Saturday, and the same team from Geelong assembled again in the city at Federation Square, along with a further three MSO players, to lead two jams for families. I’d finished the scores for these on Thursday night while in Geelong (probably part of the reason I was so tired in the school on Friday!); when I started the first Jam my brain still felt slightly woolly and I wondered where my capacity to make a decision about anything had gone to… but in that wonderful way that performance energy sometimes lifts us up and finds new reserves of strengths to call upon, the riffs that I’d written grabbed hold of me, and wham, there we were, playing music together, with about thirty participants of all ages. I found my energy again.

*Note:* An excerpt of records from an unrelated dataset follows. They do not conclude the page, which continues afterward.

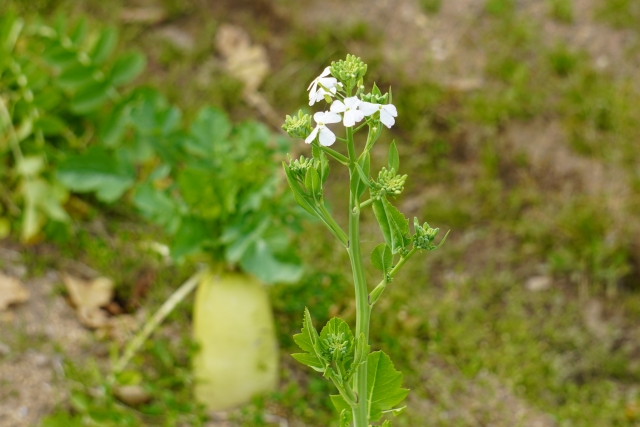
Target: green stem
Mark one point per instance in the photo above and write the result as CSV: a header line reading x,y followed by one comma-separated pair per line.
x,y
377,291
333,153
366,203
360,412
134,345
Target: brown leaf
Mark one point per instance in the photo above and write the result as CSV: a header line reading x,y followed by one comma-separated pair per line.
x,y
248,63
12,291
88,296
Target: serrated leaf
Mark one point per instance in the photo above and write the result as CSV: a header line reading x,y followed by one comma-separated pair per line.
x,y
76,77
310,360
365,165
299,193
382,258
127,67
346,416
79,31
104,45
312,183
361,353
336,326
394,158
383,385
339,403
393,224
308,337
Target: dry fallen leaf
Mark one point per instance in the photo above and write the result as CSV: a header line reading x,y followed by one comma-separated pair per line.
x,y
12,291
88,296
132,395
246,62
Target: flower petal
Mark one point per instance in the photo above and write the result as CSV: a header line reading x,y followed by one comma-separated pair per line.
x,y
319,117
349,118
386,118
325,72
368,108
391,109
312,136
331,117
338,107
352,102
328,82
327,137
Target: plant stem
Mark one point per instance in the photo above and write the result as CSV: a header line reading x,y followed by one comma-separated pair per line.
x,y
360,412
134,345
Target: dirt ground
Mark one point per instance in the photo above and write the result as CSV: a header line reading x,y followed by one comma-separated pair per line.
x,y
37,336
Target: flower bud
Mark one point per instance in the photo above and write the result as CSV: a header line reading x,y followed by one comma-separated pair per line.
x,y
298,126
389,183
350,71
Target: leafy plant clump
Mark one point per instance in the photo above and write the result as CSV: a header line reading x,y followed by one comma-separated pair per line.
x,y
54,80
368,385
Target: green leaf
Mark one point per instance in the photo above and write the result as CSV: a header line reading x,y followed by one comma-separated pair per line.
x,y
394,158
97,170
312,183
361,353
383,385
365,165
50,125
90,97
78,32
310,360
127,67
298,193
393,224
346,416
382,258
104,45
76,77
209,131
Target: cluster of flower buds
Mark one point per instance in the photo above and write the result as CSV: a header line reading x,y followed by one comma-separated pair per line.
x,y
300,166
424,236
350,71
336,347
298,126
375,98
388,184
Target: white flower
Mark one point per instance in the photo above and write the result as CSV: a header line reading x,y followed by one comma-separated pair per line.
x,y
350,109
387,112
326,136
326,83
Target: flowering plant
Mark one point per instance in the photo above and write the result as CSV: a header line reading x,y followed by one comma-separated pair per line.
x,y
368,385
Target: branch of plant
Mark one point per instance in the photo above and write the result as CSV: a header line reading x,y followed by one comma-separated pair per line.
x,y
134,345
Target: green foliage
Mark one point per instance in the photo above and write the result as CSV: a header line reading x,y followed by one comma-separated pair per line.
x,y
52,78
431,7
368,384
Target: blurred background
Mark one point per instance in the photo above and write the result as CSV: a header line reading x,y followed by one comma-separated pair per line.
x,y
519,128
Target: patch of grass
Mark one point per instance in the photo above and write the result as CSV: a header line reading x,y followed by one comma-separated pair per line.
x,y
561,10
500,8
431,7
620,13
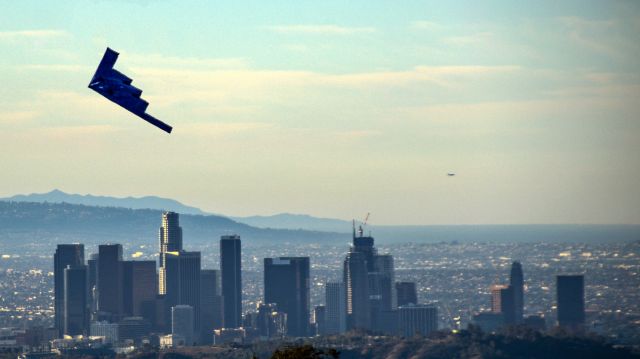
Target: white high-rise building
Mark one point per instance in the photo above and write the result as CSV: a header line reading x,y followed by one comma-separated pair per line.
x,y
336,308
417,319
182,323
105,329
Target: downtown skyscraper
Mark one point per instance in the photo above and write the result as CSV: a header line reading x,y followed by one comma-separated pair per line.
x,y
170,238
516,280
286,283
231,273
65,255
368,278
76,308
570,299
110,282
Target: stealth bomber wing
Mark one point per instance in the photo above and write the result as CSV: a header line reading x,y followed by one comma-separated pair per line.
x,y
116,87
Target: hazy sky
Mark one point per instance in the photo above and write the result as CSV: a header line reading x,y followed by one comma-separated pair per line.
x,y
333,108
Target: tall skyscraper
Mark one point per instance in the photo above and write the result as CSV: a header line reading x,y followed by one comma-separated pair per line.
x,y
570,296
516,280
385,267
110,281
231,272
140,287
357,290
417,319
286,283
182,319
65,255
502,301
76,311
368,279
183,282
336,308
210,304
406,292
92,279
170,237
319,319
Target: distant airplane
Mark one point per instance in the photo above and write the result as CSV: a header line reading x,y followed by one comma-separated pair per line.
x,y
116,87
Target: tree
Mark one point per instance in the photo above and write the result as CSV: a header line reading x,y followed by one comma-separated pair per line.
x,y
304,352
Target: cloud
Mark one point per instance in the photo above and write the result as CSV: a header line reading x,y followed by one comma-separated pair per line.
x,y
425,25
219,129
478,38
320,29
55,68
162,61
13,117
32,34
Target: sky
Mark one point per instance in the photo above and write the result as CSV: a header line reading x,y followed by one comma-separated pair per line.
x,y
333,108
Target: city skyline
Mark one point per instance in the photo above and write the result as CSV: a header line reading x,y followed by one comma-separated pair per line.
x,y
334,109
368,298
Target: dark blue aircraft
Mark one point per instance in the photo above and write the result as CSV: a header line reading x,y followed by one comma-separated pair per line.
x,y
115,86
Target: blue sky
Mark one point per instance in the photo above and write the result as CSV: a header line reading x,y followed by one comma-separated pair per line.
x,y
333,108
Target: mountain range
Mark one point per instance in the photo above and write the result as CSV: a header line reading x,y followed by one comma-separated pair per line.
x,y
60,215
278,221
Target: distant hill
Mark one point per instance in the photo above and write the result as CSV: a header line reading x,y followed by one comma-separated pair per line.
x,y
278,221
29,225
297,221
148,202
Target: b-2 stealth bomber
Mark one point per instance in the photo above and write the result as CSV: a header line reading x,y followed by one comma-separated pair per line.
x,y
116,87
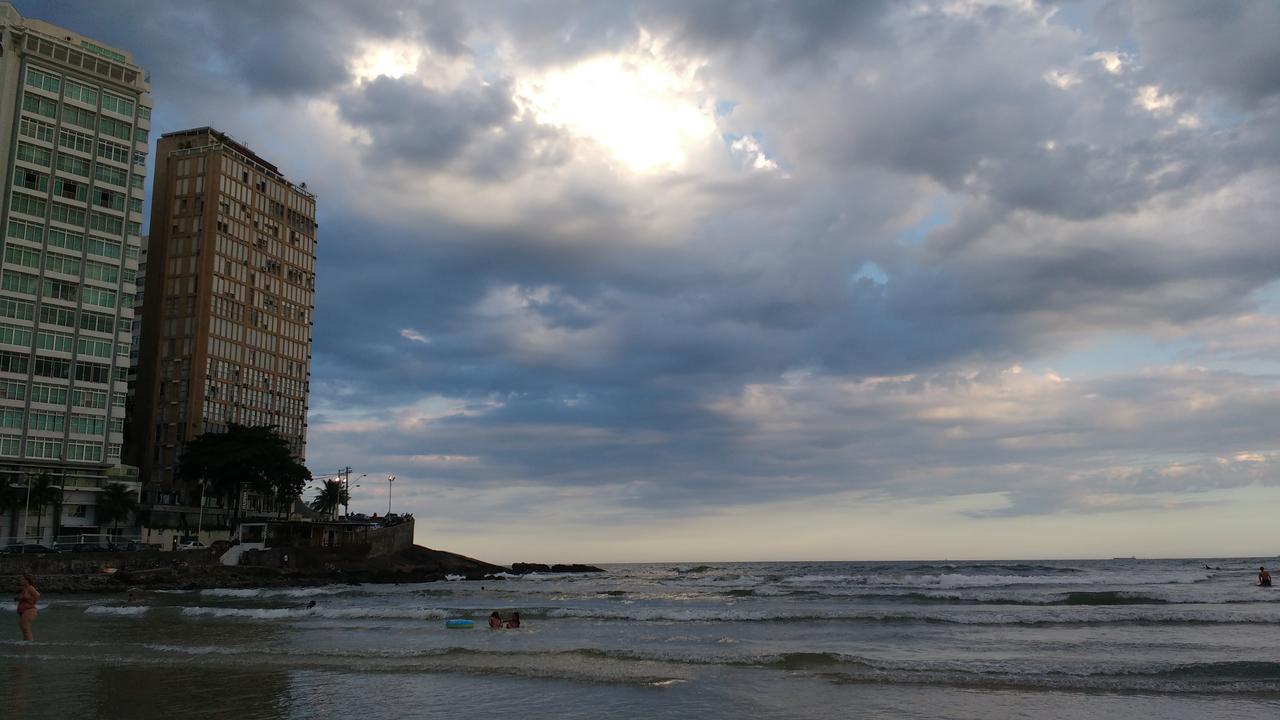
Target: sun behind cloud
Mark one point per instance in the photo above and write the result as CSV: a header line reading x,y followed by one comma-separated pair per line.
x,y
647,109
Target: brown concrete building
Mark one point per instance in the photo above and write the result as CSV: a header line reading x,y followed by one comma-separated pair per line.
x,y
74,123
227,320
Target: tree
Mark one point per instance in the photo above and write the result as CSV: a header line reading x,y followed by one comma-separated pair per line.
x,y
329,497
9,501
243,458
44,492
115,504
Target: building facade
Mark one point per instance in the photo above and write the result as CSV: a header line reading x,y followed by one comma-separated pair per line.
x,y
74,123
227,322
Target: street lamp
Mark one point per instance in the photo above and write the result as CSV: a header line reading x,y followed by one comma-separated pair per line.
x,y
348,491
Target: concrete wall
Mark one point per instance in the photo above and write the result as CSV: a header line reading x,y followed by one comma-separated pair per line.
x,y
384,541
94,563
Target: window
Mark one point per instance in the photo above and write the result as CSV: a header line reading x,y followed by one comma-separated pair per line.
x,y
10,418
113,151
72,164
91,372
30,180
71,190
82,92
85,451
19,255
42,80
13,390
97,296
77,117
55,315
40,105
96,322
49,449
19,282
87,424
37,130
14,335
50,422
30,205
94,347
14,361
49,393
104,247
67,214
118,105
28,153
118,130
16,309
51,368
104,197
30,232
74,140
62,264
103,272
60,290
58,342
105,223
63,238
106,173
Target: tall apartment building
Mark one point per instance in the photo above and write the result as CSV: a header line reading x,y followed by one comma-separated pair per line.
x,y
74,117
227,320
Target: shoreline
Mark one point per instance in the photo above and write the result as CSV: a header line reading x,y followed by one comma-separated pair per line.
x,y
416,564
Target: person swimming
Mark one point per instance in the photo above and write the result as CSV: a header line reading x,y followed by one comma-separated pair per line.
x,y
27,597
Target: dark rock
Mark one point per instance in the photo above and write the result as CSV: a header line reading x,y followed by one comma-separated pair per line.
x,y
576,568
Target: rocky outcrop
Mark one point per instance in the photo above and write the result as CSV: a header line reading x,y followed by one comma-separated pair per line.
x,y
526,568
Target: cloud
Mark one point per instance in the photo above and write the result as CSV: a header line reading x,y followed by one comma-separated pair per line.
x,y
667,259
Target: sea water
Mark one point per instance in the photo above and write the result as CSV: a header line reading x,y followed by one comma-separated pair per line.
x,y
1121,638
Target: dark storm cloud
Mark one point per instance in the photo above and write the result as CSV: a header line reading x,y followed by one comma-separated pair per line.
x,y
707,336
1224,48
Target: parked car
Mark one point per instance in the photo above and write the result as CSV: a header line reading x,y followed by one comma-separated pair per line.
x,y
31,548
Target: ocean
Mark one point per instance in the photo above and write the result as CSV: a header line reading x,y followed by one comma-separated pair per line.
x,y
1087,639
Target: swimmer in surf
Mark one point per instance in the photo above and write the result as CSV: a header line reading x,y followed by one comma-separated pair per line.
x,y
27,597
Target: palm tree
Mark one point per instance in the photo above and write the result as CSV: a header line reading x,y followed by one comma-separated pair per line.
x,y
44,492
115,504
9,501
329,497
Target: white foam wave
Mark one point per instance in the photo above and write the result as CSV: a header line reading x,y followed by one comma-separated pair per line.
x,y
328,613
128,610
274,592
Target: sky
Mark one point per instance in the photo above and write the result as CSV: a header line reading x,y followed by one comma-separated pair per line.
x,y
668,281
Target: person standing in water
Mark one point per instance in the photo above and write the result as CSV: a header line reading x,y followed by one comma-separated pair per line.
x,y
27,597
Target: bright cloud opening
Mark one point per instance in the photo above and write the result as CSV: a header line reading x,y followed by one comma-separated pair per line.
x,y
643,108
391,59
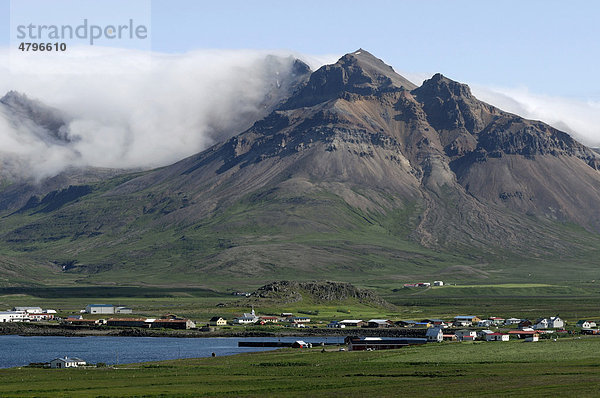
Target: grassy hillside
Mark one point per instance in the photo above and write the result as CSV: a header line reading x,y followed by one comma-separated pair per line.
x,y
547,368
264,236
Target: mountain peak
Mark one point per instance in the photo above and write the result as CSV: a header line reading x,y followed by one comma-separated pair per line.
x,y
51,123
440,86
13,98
358,72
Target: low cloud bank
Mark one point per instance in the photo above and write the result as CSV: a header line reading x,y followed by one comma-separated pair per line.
x,y
126,109
581,119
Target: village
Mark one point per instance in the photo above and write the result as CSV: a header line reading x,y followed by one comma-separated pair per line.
x,y
358,334
459,328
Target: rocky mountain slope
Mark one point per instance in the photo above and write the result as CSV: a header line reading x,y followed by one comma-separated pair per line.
x,y
359,174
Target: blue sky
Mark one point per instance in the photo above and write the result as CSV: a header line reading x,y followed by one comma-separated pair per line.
x,y
551,47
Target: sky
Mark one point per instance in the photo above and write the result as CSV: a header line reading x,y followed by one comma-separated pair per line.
x,y
550,47
534,58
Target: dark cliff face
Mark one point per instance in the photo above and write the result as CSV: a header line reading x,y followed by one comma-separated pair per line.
x,y
356,149
51,123
357,73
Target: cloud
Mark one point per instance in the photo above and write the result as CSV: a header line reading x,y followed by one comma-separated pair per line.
x,y
581,119
133,109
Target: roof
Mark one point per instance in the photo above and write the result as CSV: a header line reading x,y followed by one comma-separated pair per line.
x,y
170,320
67,359
127,319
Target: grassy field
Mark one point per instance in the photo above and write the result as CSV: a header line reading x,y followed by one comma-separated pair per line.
x,y
571,302
548,368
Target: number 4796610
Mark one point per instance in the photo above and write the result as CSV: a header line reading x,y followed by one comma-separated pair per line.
x,y
43,46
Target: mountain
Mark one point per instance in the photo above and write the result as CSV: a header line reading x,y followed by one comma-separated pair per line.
x,y
36,124
359,175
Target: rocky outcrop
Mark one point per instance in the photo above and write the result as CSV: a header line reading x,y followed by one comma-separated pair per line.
x,y
316,291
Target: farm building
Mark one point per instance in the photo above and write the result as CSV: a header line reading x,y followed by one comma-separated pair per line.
x,y
13,316
586,324
130,322
66,362
29,310
301,344
406,324
81,321
100,309
465,320
434,335
41,316
217,321
352,322
497,337
271,319
549,323
524,323
173,323
379,323
299,319
466,335
246,319
434,322
521,334
512,321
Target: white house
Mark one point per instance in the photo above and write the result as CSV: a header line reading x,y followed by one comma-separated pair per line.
x,y
586,324
14,316
465,320
465,334
29,310
100,309
482,333
246,319
512,321
352,322
549,323
66,362
217,321
435,334
496,337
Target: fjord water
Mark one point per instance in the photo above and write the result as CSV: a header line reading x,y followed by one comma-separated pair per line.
x,y
22,350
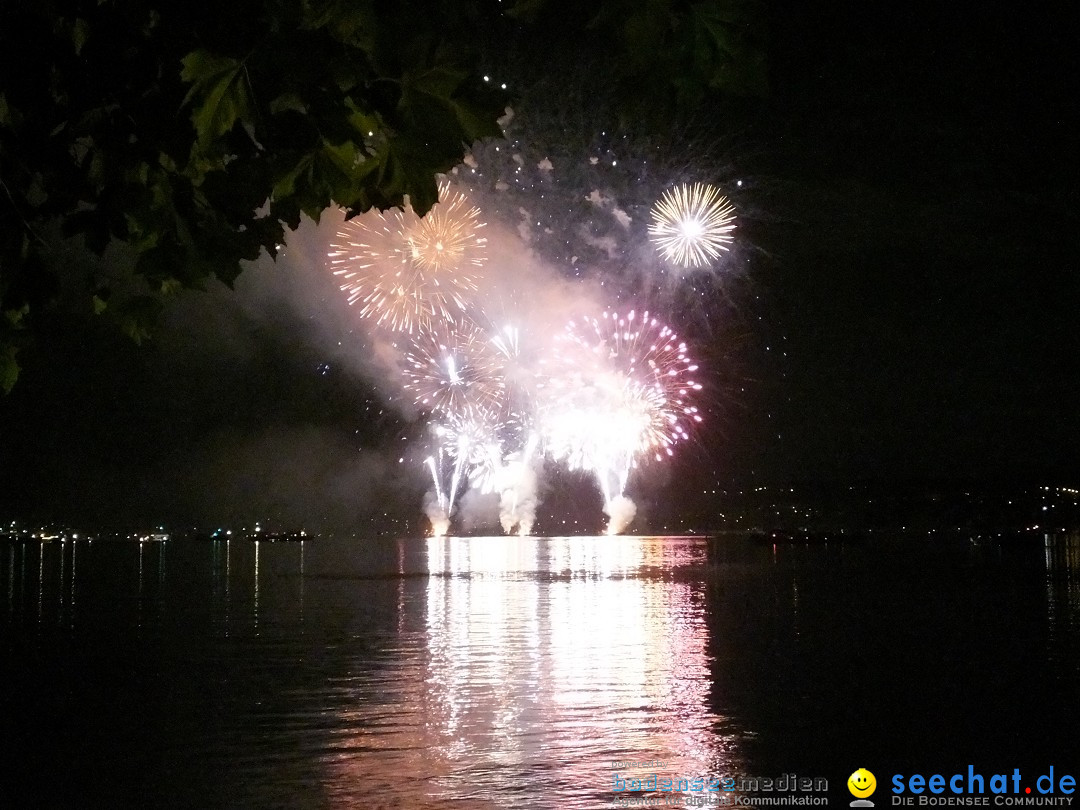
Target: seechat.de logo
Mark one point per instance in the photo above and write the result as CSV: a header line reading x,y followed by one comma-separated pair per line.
x,y
862,784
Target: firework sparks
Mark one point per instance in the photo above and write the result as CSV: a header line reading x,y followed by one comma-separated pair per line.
x,y
691,225
453,370
621,390
408,272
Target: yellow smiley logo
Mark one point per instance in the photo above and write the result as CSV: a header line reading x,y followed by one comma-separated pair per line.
x,y
862,783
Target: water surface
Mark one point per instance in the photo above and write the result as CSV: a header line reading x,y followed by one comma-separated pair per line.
x,y
507,673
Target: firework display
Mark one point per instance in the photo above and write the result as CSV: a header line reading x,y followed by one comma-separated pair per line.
x,y
691,225
408,272
603,391
453,370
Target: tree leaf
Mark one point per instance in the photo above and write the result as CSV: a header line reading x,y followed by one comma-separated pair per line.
x,y
219,94
9,367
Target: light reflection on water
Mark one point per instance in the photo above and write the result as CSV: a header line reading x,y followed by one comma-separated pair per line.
x,y
510,672
542,662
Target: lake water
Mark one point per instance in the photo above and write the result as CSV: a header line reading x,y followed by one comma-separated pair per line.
x,y
514,673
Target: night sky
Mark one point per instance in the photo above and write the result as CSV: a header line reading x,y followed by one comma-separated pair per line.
x,y
907,309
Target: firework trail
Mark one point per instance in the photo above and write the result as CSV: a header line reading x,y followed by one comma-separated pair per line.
x,y
407,272
454,372
691,225
620,389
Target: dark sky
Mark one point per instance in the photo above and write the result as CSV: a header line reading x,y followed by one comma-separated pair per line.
x,y
910,308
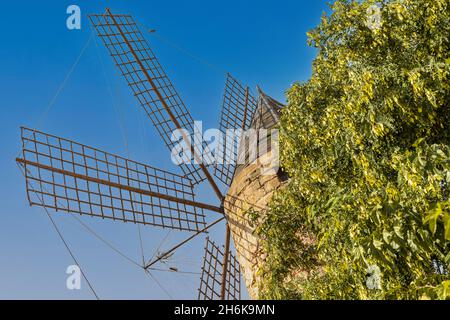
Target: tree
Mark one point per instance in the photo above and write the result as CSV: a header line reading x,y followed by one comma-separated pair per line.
x,y
366,142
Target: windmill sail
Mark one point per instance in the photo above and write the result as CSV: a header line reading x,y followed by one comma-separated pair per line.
x,y
150,85
237,112
211,278
67,176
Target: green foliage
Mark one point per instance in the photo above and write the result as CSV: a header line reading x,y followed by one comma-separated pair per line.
x,y
366,142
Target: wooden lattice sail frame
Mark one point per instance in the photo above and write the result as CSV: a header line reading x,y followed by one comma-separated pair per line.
x,y
64,175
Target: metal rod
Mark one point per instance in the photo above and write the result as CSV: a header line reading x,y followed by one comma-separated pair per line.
x,y
165,254
161,98
124,187
225,263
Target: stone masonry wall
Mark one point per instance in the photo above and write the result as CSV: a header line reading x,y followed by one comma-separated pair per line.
x,y
251,189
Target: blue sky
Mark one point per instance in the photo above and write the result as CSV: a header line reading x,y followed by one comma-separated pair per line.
x,y
259,42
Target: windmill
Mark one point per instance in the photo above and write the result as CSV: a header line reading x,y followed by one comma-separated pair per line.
x,y
64,175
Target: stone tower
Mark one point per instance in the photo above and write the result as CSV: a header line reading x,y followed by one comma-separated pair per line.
x,y
255,181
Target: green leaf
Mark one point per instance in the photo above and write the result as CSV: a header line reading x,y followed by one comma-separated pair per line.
x,y
432,217
447,226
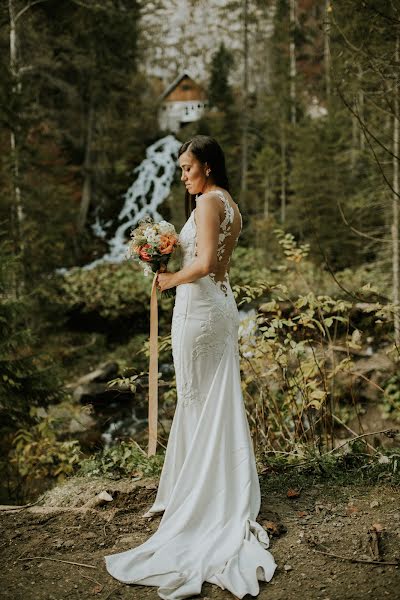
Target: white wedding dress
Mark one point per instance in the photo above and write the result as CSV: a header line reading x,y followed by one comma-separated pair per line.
x,y
209,488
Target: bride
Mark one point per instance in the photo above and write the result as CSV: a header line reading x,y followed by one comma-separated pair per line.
x,y
209,492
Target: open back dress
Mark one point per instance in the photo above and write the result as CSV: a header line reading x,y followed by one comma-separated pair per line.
x,y
209,490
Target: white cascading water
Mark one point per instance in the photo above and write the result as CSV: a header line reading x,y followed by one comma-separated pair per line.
x,y
150,188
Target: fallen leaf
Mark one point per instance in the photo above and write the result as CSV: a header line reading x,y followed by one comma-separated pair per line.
x,y
293,493
351,509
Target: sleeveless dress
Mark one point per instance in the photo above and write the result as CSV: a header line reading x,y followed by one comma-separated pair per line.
x,y
209,489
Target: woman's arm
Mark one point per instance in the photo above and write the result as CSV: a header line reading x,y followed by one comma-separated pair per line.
x,y
207,226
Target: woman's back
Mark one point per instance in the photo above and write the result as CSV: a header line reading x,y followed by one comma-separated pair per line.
x,y
229,232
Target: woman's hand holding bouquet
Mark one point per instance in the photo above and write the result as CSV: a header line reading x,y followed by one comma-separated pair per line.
x,y
152,245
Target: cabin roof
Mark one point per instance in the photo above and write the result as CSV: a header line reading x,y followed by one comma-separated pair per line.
x,y
173,85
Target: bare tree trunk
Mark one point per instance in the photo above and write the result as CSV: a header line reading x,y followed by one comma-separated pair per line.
x,y
17,214
292,55
87,169
395,224
266,198
327,48
283,173
361,107
245,116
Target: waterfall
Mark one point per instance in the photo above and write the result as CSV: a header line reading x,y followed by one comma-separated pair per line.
x,y
150,188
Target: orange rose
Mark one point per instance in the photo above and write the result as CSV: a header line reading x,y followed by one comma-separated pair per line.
x,y
167,244
143,254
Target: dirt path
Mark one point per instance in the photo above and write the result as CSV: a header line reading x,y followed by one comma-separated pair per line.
x,y
68,527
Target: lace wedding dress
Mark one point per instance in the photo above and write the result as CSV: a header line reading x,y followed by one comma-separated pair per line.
x,y
209,489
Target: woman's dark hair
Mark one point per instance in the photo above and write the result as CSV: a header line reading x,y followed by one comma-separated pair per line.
x,y
207,150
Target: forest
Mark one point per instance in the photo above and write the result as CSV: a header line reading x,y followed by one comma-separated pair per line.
x,y
303,96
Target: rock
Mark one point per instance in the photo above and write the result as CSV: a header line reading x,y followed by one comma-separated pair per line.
x,y
104,497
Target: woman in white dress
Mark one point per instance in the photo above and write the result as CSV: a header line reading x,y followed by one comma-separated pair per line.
x,y
209,492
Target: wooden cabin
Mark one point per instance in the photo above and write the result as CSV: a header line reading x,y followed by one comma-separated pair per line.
x,y
184,101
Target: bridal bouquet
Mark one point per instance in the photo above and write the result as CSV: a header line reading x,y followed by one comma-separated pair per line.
x,y
152,244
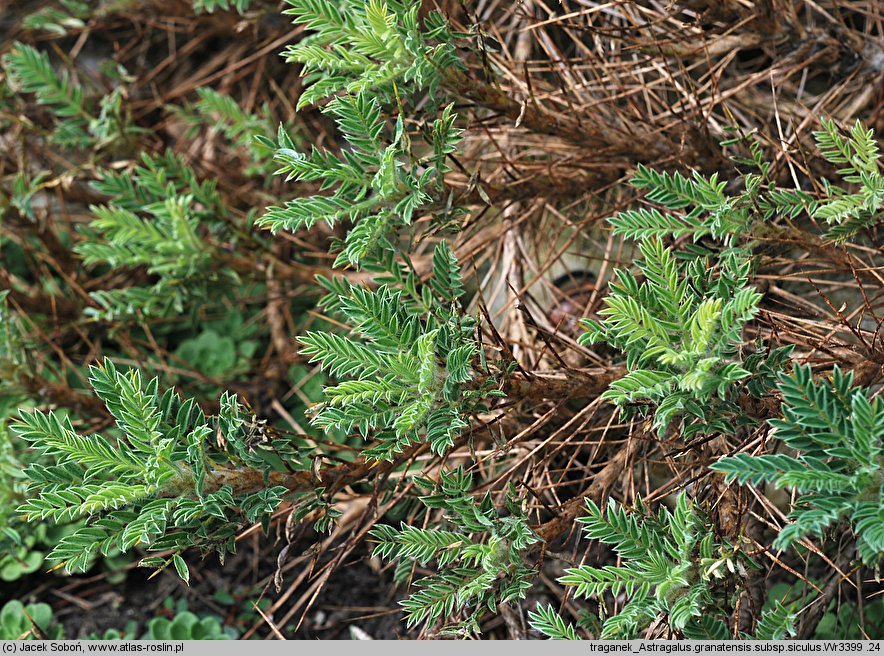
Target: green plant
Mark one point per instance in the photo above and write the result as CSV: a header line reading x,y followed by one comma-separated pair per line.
x,y
858,156
835,435
375,52
681,329
210,6
31,622
474,575
159,484
187,626
409,366
78,126
670,568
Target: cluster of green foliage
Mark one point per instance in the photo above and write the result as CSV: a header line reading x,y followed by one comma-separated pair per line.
x,y
406,366
31,622
474,577
837,434
671,567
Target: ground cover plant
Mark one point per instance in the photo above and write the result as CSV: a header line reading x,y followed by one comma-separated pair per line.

Each of the Jams goes for an hour. The first one was based on a syncopated riff in D minor (currently proving to be my favourite and most trusty key signature for workshops) that was invented by a group of students and musicians in a workshop back in 2005; the second Jam, held at 2pm, used a riff and chant that was invented by another group of students and musicians in a workshop just last year. Both riffs were incredibly catchy and engaging at the time of their invention, so I knew they had strong musical substance to work with. “That sounded lovely,” one of the MSO musicians beamed at the end of the first jam.

Next…

Sunday I enjoyed by not doing any work (apart from sending a few emails). Today I was back at work teaching the Music and Visual Art workshop (featuring the Mondrian painting Broadway Boogie-Woogie that is drawing so many people to this blog – what’s the fascination with Mondrian all about, people?) And then tomorrow I’m back at Language School, and the day after that at Pelican PS… so work continues as normal, but the space in my brain has returned, and I’m looking forward to a slightly more normal pace for the next couple of weeks, at least until the ArtPlay projects start up again.

And papers. I’m hoping to get not one, but three papers written in the next two months. Conferences coming up in 2010 that I’d like to be part of. I wonder if the paper I wrote for Musicworks journal (the similar name to this blog is purely coincidental) has been published yet?